= Stomach division =

Military formation for ill combatants

In military terminology, a stomach division is a unit created for the purpose of containing combatants of disuse in the front lines. Its name originates from its original conception, in which men suffering from stomach illnesses were collected into units where their specialized diets could be handled more efficiently.

==Usage==
During the later years of World War II, the German military was drastically short of manpower. German soldiers suffering from stomach illnesses or digestive complaints not deemed severe enough to prevent them from fighting were organized into "stomach" (magen) or "stomach ill" (magenkranken) units. The 70th Infantry Division (Germany) of World War II is the only known case of this practice being employed at the divisional level.

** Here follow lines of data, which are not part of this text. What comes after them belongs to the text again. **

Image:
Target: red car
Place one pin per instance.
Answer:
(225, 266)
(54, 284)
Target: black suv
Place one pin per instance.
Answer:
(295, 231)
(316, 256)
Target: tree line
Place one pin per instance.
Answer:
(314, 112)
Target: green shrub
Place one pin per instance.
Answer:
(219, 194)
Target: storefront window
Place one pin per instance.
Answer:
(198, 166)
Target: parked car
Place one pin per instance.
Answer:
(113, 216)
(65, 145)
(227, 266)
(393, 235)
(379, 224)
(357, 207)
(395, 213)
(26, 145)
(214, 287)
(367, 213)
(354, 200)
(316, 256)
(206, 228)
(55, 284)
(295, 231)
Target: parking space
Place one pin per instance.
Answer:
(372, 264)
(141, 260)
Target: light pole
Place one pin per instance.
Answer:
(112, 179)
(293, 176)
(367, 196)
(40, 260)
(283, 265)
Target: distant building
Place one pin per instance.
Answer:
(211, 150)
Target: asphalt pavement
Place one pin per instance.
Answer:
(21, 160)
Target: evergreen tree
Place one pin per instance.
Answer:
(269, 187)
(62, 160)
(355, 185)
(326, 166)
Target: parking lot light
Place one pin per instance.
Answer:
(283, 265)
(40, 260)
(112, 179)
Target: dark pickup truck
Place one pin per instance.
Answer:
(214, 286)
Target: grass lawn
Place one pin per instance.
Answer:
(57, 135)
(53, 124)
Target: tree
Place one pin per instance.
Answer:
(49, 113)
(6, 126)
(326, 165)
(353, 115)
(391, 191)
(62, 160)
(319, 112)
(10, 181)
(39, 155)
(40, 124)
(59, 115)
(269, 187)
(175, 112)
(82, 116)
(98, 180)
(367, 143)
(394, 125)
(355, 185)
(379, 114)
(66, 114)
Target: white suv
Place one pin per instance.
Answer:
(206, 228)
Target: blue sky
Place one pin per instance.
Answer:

To keep them well enough to fight, they were fed on a specialised diet and were allowed their own latrines to avoid spreading their illnesses.

The German 282nd Replacement and Training Infantry Battalion (Infantrie Ersatz und Ausbildungs Battaillon 282 (M)) was committed to combat during the last stages of World War II.
It was referred to as "Stomach Trouble Battalion 282" by the American 749th Tank Battalion.

Lieutenant General Brian Horrocks of XXX Corps used this term in an interview for the documentary series "The World at War", where he described a unit of sick troops being amongst the only German forces protecting the Rhine in Belgium.